After the barrel riding sequence, as the Orcs continue to search for the Dwarves, one of them dips his finger into a pool of blood on the ground and tastes it, spitting in disgust and says "Dwarf blood!". This mimics a scene from The Lord of the Rings: The Two Towers (2002) where Gimli dips his finger in a similar fashion into some blood left on some leaves and tastes it, only to spit out in disgust and say "Orc blood!"
Bilbo steals the keys to the prison from an Elf addressed as Elros. Elros is also the name of Elrond's brother. The two brothers had both human and Elvish ancestry on both their mother's and father's side, and as such were perfectly half-Elf and half-Man. While Elrond chose to be an immortal Elf, Elros chose to become a mortal man. He thus became the progenitor of the Numenorian race, and an ancestor of Aragorn.
Thranduil's sudden scars reflect a little-emphasized facet of J.R.R. Tolkien's lore: elves' "Fëa" (a metaphysical concept analogous translatable as "soul") occasionally influences the "Hröa" (the fleshly, physical body), particularly under moments of extreme stress. This can manifest as extreme physical changes that reflect the mind's state, in this case deep war scars.
The sudden scars on Thranduil's face are a creation of the film adaptation. According to J.R.R. Tolkien's texts and books, the last battle where Thranduil fought was the last alliance at the end of the Second Age (about 3000 years earlier), where Sauron was defeated. The scars, a creative liberty of the writers, represent a symbol of Thranduil's endurance by war.
The 48 FPS 3D movie was shipped to some theaters via a standard SATA hard drive. It was shipped with a security code that prevented the content from being viewed or copied until the code was released by the distributor about 24 hours in advance of the initial release time of the movie. The 48 fps 3D version of the movie occupied 639 GB of data on the SATA hard drive. The theater in question could have downloaded the entire movie via a secure satellite link, but the download would have taken more than a full 24 hours. Given that 96 frames per second are required for the 3D picture (48 fps for each eye), the data size for each frame for each eye is about .66 megabytes.

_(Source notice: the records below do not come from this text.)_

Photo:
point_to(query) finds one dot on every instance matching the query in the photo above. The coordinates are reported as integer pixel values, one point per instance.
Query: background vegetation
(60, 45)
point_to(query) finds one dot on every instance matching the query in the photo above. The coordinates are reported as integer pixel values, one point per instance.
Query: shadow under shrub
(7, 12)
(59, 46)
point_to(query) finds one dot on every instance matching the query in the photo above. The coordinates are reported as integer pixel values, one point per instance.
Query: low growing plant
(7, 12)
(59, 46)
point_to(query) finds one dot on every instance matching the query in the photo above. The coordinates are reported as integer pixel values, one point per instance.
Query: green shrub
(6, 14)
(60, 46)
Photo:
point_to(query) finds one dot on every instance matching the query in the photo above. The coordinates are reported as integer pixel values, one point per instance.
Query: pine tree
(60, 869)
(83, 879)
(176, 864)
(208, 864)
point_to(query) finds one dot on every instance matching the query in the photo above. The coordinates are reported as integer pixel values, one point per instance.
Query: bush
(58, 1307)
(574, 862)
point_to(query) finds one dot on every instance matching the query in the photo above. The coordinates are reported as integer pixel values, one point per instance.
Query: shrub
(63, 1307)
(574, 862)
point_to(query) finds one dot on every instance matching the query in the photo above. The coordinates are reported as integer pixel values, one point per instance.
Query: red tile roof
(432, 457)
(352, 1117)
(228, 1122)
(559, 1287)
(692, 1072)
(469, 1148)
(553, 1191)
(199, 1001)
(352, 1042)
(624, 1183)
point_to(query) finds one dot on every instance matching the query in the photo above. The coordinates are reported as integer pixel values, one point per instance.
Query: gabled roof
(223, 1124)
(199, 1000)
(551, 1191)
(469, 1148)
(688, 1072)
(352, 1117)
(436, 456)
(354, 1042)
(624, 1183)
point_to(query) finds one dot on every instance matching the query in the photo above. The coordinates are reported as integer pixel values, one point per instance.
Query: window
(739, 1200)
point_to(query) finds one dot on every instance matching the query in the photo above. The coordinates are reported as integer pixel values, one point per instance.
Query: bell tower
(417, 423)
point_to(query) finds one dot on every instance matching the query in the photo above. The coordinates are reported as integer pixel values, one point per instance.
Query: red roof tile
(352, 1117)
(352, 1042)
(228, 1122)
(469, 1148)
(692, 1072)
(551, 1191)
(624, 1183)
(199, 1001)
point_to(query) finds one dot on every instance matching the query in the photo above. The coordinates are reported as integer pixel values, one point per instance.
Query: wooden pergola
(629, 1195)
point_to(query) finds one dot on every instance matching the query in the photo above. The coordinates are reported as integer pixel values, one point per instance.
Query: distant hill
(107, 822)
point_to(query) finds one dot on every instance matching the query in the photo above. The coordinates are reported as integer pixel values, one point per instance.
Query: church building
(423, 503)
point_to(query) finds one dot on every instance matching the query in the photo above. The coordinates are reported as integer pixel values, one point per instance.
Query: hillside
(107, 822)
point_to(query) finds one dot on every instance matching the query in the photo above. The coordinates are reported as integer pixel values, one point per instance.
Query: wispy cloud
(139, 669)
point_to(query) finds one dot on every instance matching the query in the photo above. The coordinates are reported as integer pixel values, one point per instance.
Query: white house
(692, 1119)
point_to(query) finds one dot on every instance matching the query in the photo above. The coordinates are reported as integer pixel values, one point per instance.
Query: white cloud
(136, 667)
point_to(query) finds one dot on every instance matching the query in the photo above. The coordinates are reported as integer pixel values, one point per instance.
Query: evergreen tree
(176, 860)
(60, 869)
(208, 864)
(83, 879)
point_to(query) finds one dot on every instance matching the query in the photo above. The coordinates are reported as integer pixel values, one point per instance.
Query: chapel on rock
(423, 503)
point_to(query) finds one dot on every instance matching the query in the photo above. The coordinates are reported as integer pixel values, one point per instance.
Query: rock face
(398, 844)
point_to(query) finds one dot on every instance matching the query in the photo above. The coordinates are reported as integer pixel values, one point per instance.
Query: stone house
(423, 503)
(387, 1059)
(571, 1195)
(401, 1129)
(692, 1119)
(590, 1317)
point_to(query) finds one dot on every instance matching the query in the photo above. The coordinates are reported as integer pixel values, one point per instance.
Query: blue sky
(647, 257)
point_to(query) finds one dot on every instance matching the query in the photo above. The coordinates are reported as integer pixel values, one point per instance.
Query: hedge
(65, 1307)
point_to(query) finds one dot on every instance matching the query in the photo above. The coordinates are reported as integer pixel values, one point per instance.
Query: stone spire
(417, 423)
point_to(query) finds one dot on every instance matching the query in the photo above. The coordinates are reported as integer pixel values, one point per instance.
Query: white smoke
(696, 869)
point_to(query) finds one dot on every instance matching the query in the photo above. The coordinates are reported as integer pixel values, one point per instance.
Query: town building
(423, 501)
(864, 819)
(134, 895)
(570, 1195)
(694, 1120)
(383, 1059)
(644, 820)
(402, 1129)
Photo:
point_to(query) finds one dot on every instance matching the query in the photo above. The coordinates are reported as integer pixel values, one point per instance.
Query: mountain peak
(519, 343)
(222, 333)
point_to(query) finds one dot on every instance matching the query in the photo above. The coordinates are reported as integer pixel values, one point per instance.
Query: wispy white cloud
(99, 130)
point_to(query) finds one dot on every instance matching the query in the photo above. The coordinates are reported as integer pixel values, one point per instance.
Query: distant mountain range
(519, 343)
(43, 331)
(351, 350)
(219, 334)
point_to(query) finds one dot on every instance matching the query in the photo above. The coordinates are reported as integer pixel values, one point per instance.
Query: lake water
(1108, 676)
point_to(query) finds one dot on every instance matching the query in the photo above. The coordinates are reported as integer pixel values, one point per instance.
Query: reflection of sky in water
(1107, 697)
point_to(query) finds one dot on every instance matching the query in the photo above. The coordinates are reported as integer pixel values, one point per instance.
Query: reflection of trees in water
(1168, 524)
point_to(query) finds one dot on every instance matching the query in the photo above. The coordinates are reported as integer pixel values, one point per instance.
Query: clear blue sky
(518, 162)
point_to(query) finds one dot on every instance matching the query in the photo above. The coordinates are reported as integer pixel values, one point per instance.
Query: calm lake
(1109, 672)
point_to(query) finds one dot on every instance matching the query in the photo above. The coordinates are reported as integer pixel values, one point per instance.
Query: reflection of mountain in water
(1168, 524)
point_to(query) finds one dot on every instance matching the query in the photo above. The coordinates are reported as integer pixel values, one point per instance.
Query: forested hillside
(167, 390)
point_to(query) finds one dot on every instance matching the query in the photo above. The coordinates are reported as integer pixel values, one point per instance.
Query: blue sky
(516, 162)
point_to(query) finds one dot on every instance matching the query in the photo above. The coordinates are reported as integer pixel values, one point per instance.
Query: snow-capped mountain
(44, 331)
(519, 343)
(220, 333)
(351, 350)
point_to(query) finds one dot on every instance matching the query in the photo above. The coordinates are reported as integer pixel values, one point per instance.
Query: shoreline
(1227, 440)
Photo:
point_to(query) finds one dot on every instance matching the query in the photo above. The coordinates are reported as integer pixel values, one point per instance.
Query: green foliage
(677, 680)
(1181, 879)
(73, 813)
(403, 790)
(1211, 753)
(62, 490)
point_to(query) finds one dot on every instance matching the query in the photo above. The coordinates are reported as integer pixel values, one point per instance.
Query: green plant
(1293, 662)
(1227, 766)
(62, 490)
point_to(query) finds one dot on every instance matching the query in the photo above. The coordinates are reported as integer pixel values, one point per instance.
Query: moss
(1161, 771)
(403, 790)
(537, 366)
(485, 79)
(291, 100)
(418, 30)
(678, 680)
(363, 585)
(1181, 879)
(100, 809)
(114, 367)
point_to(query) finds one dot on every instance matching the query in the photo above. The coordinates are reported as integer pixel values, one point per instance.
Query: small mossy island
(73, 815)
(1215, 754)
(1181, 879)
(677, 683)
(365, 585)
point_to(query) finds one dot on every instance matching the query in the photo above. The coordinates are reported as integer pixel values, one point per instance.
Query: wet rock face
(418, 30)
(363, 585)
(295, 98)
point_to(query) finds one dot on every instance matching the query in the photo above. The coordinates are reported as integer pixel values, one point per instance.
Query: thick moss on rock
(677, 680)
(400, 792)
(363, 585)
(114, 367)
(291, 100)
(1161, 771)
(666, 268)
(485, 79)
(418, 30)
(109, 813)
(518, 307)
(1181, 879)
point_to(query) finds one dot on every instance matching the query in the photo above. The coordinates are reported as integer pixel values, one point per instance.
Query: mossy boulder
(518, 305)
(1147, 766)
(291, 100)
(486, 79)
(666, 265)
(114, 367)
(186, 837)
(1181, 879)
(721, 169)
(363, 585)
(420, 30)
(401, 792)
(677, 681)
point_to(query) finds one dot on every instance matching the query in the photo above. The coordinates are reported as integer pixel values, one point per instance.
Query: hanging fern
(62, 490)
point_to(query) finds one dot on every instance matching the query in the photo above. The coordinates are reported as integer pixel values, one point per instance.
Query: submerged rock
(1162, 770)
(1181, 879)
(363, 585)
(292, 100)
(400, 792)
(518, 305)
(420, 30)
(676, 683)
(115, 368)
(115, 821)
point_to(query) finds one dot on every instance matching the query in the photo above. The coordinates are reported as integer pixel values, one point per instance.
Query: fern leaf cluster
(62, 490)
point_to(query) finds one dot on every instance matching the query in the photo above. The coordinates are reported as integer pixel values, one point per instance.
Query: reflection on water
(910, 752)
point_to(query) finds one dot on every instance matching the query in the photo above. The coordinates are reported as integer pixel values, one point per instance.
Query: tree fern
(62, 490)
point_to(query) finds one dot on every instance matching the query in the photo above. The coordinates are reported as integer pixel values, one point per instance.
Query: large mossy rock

Robert Kazinsky was cast as Fili and had filmed a few scenes, but left the project and returned to England about a month after filming started due to personal reasons. He was replaced by Dean O'Gorman.
While the novel and the previous film The Hobbit: An Unexpected Journey (2012) are mostly told through Bilbo's point of view, this film shifts the perspective to mainly Gandalf and Thorin with little involvement from Bilbo in many major scenes.
The trivia items below may give away important plot points.
According to Kili, the black stone he carries was a gift from his mother to remind him of his promise to return to her. When he is looking at it in Thranduil's dungeons, runes can be seen on it, which translate as "inikhde", a word in Khuzdul (the dwarvish language, created by J.R.R. Tolkien) which means "return to me".
Gloin takes great insult that the portrait of his bearded wife is mistaken for being his brother. In the extended edition of The Lord of the Rings: The Two Towers (2002), his son Gimli notes that Dwarf women are often mistaken for men, on account of the beards.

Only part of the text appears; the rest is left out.